Session Update

The following information was shared with the library community via the MLA and ITEM Legislative Update Newsletter Monday, May 7, 2018 by Sam Walseth, Capitol Hill Associates, in his role as the MLA-ITEM lobbyist.

Two weeks from today the 90th Legislature will adjourn sine die, meaning never to return. As usual, all of the major decisions will pile up at the end of next week as leadership from all corners tried to position themselves for the best deal from their perspective. At this time there’s a deep sense that they won’t be able to come to terms on the tax conformity bill and therefore a Supplemental spending bill and potentially the bonding bill will fail to emerge. The Supplemental budget conference committee has yet to be named, but we’ll likely see it emerge today and perhaps a public meeting early this week. 
A pension overall bill is hopefully making its way out of a necessary House committee today and will survive the process. The Tax committees in the House and Senate will be debating a constitutional amendment that would dedicate hundreds of millions in auto part sales tax revenues to road and bridge projects this week. Some of the union trade groups are supporting this proposal, while many labor groups oppose it because it will create a permanent hole in the state’s general fund, making it difficult to fund education and HHS service when revenues get tight. 
Here’s a rundown of issues of direct interest to the MLA-ITEM platform:


The House Capital Investment committee unveiled a bonding bill and it includes $2 million for Library construction and renovation grants. The bill was debated and passed out of committee last Friday. The Governor has said the bill’s total of $825 million in general obligation bonds is too low to meet the state’s needs. It’s unclear if Chair Dean Urdahl has a super-majority of votes to pass this bill off the House floor. “Thank you” notes to Chair Urdahl will be well received. He talked about the merits of the library bonding program on Friday when they went over his bill. At this time we haven’t seen a Senate bonding bill emerge yet. 
Here’s a link to the House bonding bill:
Here’s a link to the spreadsheet for the House bill:


The battle over what to do with potentially unspent RLTA funds will come to a head in the supplemental budget bill conference committee negotiation, which will mostly take place behind closed doors. MLA wants the House position to prevail and that’s how folks should talk about the issue if they’re reaching out to conference committee members. 
We don’t know who those conference committee members are at the moment, but we know that Chair Jennifer Loon (GOP Eden Prairie) will most likely be one of them. Comments of “thank you for your support of RTLA for public libraries” and “please defend the House position” can be send to Chair Loon this week. She’ll appreciate knowing we’re still invested in this issue and are paying attention.

Net Neutrality

During debate on the Senate’s supplemental budget bill, Sen. Ron Latz offered an amendment that would have required internet service providers doing business with the state and local government units to abide by net neutrality principals. The amendment was challenged for not being germane to the budget bill and was ruled out of order. 

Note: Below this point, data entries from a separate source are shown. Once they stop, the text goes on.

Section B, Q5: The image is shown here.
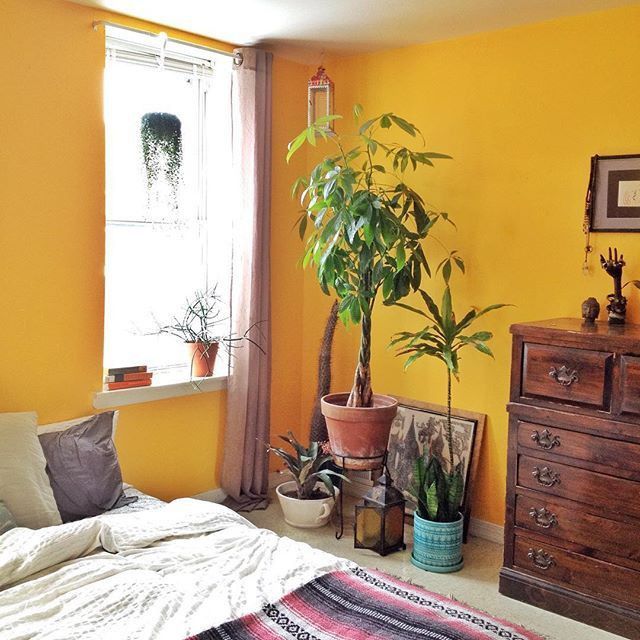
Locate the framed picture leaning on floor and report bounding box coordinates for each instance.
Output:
[387,396,487,542]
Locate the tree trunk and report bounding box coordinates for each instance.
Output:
[347,314,373,407]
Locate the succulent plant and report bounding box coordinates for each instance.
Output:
[267,431,349,500]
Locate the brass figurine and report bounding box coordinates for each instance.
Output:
[582,298,600,324]
[600,247,627,324]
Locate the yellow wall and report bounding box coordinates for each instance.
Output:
[0,0,306,499]
[5,0,640,522]
[302,6,640,523]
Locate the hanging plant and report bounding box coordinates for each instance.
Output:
[140,113,182,206]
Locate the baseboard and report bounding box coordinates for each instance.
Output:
[469,518,504,544]
[191,489,227,503]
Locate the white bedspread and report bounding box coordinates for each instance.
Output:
[0,498,349,640]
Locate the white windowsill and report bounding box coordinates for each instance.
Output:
[93,374,227,409]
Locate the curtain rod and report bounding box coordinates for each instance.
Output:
[92,20,243,67]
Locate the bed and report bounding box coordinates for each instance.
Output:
[0,487,535,640]
[0,412,535,640]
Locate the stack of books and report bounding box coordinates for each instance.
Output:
[104,365,153,391]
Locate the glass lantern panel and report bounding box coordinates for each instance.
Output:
[384,505,404,547]
[309,87,330,124]
[356,508,382,549]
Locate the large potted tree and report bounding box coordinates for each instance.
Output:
[392,262,505,573]
[287,105,449,469]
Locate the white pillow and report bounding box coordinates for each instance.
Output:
[0,412,62,529]
[38,411,120,438]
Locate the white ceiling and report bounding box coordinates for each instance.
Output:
[71,0,639,63]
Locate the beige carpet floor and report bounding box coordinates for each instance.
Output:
[243,496,620,640]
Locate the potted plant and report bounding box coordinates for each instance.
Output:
[267,431,348,529]
[157,286,262,378]
[392,262,505,573]
[140,113,182,208]
[287,105,449,469]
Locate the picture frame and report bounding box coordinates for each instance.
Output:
[387,396,487,542]
[586,154,640,232]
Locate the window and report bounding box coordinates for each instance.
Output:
[104,26,232,380]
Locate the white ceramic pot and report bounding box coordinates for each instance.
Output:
[276,480,340,529]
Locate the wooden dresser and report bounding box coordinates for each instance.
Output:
[500,319,640,640]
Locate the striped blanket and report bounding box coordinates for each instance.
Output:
[187,567,541,640]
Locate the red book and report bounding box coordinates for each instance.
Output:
[107,378,151,391]
[107,365,147,376]
[104,371,153,382]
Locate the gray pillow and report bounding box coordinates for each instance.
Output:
[38,411,135,522]
[0,501,18,536]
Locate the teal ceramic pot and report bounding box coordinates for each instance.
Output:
[411,512,464,573]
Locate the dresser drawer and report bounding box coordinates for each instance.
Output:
[620,356,640,415]
[515,493,640,562]
[518,422,640,480]
[514,535,640,606]
[518,455,640,518]
[521,343,613,409]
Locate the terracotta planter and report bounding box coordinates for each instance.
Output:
[276,480,340,529]
[186,342,218,378]
[321,393,398,469]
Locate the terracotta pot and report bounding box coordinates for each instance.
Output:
[321,393,398,469]
[186,342,218,378]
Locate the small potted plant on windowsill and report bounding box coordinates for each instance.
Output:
[157,286,262,378]
[392,262,505,573]
[267,431,349,529]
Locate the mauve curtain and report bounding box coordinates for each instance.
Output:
[222,48,272,511]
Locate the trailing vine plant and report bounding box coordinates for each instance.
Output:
[140,113,182,209]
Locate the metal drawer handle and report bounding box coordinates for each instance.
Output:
[531,429,560,451]
[527,549,556,571]
[549,364,578,387]
[529,507,558,529]
[531,467,560,487]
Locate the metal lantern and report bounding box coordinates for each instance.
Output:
[354,471,406,556]
[307,65,333,130]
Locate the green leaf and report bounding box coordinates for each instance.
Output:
[287,129,307,163]
[298,216,308,240]
[442,260,451,285]
[396,244,407,270]
[427,481,438,520]
[358,118,377,135]
[389,113,418,138]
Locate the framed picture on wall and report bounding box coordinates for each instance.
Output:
[387,397,486,542]
[587,155,640,231]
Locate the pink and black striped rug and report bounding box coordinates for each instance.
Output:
[187,567,542,640]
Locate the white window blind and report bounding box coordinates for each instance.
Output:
[104,26,233,380]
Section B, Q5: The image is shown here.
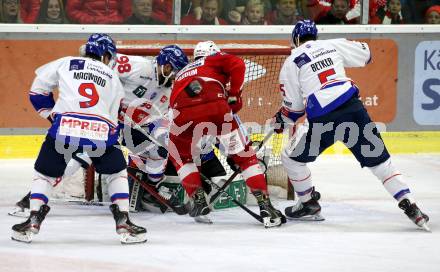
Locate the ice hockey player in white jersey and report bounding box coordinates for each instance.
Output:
[275,20,429,229]
[12,34,146,243]
[113,45,188,211]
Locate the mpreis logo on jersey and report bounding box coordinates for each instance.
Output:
[59,116,110,141]
[414,41,440,125]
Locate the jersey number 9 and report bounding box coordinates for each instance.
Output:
[78,83,99,108]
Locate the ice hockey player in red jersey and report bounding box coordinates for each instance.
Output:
[169,41,285,227]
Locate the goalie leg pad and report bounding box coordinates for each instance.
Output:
[230,151,267,192]
[369,159,413,203]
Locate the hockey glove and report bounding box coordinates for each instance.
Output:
[228,96,243,113]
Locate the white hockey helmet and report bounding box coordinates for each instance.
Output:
[193,41,220,59]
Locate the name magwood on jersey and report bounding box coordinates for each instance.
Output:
[113,54,171,125]
[30,57,124,145]
[280,39,371,120]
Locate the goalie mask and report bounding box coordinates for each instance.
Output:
[194,41,220,59]
[156,45,188,87]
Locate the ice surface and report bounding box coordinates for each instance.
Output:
[0,155,440,272]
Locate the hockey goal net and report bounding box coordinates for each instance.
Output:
[58,44,290,200]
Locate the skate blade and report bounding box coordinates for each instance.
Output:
[286,213,325,221]
[263,217,282,229]
[194,215,213,224]
[11,231,34,244]
[8,207,30,218]
[120,233,147,245]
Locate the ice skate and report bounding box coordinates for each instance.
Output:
[284,189,325,221]
[194,215,213,224]
[399,199,431,232]
[8,192,31,217]
[252,191,286,228]
[11,205,50,243]
[110,204,147,244]
[189,188,211,217]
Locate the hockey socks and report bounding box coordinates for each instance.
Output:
[104,169,129,212]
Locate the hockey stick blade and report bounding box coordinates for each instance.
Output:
[127,173,188,215]
[200,173,264,223]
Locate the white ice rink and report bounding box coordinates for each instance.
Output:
[0,155,440,272]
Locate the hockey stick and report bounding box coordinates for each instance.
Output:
[200,173,264,223]
[209,130,274,205]
[127,172,188,215]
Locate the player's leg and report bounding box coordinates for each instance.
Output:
[350,108,429,230]
[218,116,286,227]
[8,153,92,217]
[92,146,147,244]
[170,127,211,217]
[123,126,175,213]
[11,136,66,243]
[281,120,334,221]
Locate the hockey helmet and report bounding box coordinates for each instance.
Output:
[85,33,116,59]
[156,45,188,72]
[193,41,220,59]
[292,20,318,46]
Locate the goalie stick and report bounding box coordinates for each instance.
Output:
[209,130,274,205]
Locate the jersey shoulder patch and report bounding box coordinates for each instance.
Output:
[293,53,312,68]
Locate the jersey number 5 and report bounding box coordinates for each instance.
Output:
[318,68,336,84]
[78,83,99,108]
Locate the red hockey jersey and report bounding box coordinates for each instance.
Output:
[170,52,246,109]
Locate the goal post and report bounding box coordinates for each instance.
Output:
[118,43,291,189]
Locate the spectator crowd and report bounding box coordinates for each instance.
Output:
[0,0,440,25]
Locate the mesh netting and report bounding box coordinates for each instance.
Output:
[118,44,290,188]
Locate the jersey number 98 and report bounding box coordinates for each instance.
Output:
[78,83,99,108]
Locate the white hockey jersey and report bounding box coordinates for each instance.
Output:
[279,39,371,121]
[30,57,124,146]
[113,54,171,129]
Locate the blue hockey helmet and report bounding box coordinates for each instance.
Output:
[156,45,188,72]
[86,33,116,59]
[292,20,318,46]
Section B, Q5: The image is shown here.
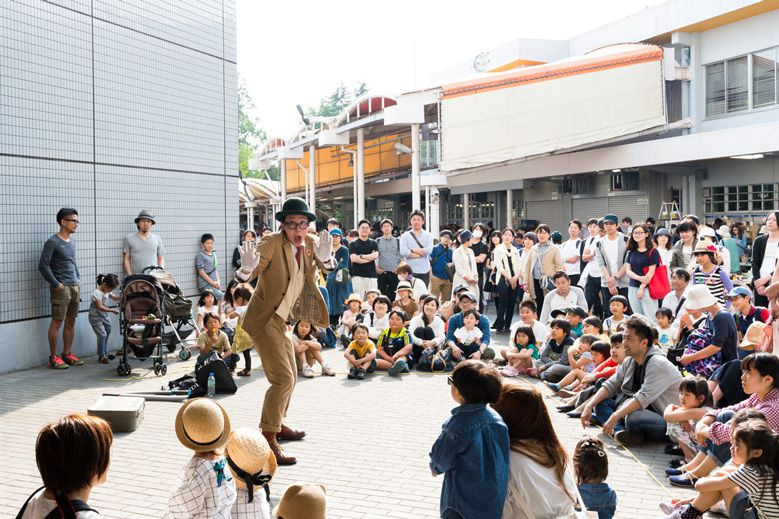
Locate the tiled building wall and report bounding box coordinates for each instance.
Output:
[0,0,238,373]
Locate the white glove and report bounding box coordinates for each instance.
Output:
[314,230,333,263]
[241,241,260,273]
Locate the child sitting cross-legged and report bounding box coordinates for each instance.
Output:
[500,326,541,377]
[344,323,376,380]
[573,438,617,519]
[544,334,611,398]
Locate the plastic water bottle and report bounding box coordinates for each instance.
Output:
[208,373,216,398]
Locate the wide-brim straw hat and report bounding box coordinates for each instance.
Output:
[225,427,277,490]
[273,483,327,519]
[176,398,230,452]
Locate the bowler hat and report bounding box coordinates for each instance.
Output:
[276,196,316,223]
[135,209,157,224]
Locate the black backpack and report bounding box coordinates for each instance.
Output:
[16,487,98,519]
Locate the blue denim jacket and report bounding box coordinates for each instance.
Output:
[430,404,509,519]
[579,483,617,519]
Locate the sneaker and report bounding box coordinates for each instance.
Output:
[49,355,68,369]
[614,429,644,447]
[62,353,84,366]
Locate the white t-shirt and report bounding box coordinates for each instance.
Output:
[454,326,482,346]
[560,238,581,276]
[22,489,103,519]
[760,240,779,278]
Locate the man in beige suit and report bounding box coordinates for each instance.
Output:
[236,197,335,465]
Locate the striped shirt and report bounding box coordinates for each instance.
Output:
[728,465,779,519]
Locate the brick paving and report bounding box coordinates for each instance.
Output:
[0,312,724,519]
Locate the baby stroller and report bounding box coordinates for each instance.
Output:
[143,266,195,360]
[116,274,168,377]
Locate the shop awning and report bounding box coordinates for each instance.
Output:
[440,44,666,171]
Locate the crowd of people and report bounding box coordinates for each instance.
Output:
[35,199,779,519]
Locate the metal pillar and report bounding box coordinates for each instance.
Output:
[354,128,365,225]
[411,124,422,211]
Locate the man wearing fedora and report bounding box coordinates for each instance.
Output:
[236,197,335,465]
[122,209,165,276]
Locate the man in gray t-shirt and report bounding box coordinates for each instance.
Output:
[122,209,165,276]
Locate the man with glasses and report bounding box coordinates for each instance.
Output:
[236,197,335,465]
[38,207,84,369]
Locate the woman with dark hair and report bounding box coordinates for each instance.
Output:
[752,211,779,306]
[493,383,580,519]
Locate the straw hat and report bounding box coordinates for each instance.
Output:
[738,321,766,350]
[273,483,327,519]
[225,427,276,499]
[687,285,717,310]
[176,398,230,452]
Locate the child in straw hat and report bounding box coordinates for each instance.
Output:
[166,398,236,519]
[226,427,276,519]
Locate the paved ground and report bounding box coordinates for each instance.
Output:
[0,312,720,519]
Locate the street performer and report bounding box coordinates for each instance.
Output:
[236,197,335,465]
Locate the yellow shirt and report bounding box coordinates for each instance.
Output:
[346,339,376,359]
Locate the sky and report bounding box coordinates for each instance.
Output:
[237,0,665,138]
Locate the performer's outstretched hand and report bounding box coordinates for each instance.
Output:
[314,229,333,263]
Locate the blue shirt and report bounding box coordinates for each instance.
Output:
[579,483,617,519]
[446,312,490,346]
[430,243,453,279]
[430,404,509,519]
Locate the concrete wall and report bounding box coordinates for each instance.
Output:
[0,0,238,373]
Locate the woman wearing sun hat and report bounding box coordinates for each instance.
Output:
[166,398,236,519]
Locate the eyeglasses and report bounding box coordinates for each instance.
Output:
[284,221,308,231]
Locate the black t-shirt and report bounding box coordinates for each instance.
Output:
[349,238,379,278]
[707,310,738,364]
[626,249,660,287]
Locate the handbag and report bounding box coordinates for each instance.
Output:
[644,249,671,300]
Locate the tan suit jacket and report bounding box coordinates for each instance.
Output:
[243,231,330,343]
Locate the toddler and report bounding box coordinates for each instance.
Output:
[17,414,114,519]
[500,326,541,377]
[344,323,376,380]
[89,274,120,364]
[165,398,236,519]
[292,320,335,378]
[573,438,617,519]
[430,360,509,519]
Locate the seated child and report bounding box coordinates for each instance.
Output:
[603,295,630,335]
[528,319,573,382]
[376,309,415,377]
[292,320,335,378]
[165,398,236,519]
[225,427,276,519]
[448,308,484,362]
[663,377,713,463]
[573,438,617,519]
[17,414,114,519]
[655,306,676,352]
[344,323,376,380]
[197,314,239,373]
[430,360,509,519]
[544,334,611,398]
[500,326,541,377]
[338,294,362,348]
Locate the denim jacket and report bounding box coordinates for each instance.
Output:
[579,483,617,519]
[430,404,509,519]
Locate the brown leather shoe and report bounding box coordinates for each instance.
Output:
[262,431,298,465]
[276,424,306,442]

The Governor proposed $30 million for broadband funding. The House and Senate have proposed $15 million. The fate of new broadband funding lies with getting a deal on the supplemental budget bill. Sen. Latz was able to get language amended into the Senate’s supplemental bill that gives priority to broadband grants to recipients that abide by ‘net neutrality’ rules.

“Academic Balance”

The Senate’s Supplemental Budget bill, SF 3656, contains a controversial education policy provision called “academic balance.” The provision mandates school boards to adopt a policy that some argue could have unintended consequences on the heart and soul of teaching and learning. You can read the provision and judge for yourself. It’s found on line 553.29 in the massive supplemental bill (SF 3656), which you can link to here:

A school board must adopt a written academic balance policy. At a minimum, the policy must prohibit discrimination against students on the basis of political, ideological, or religious beliefs. A student must not be required to publicly identify their personal beliefs, views, and values for the purpose of academic credit, classroom, or extracurricular participation. The policy must include reporting procedures and appropriate disciplinary actions for policy violations. The disciplinary actions must conform with collective bargaining agreements and sections 121A.41 to 121A.56. A district must post the policy on the district’s Web site during the 2018-2019 school year, provide a copy to each district employee, and include the policy in subsequent editions of the student handbook.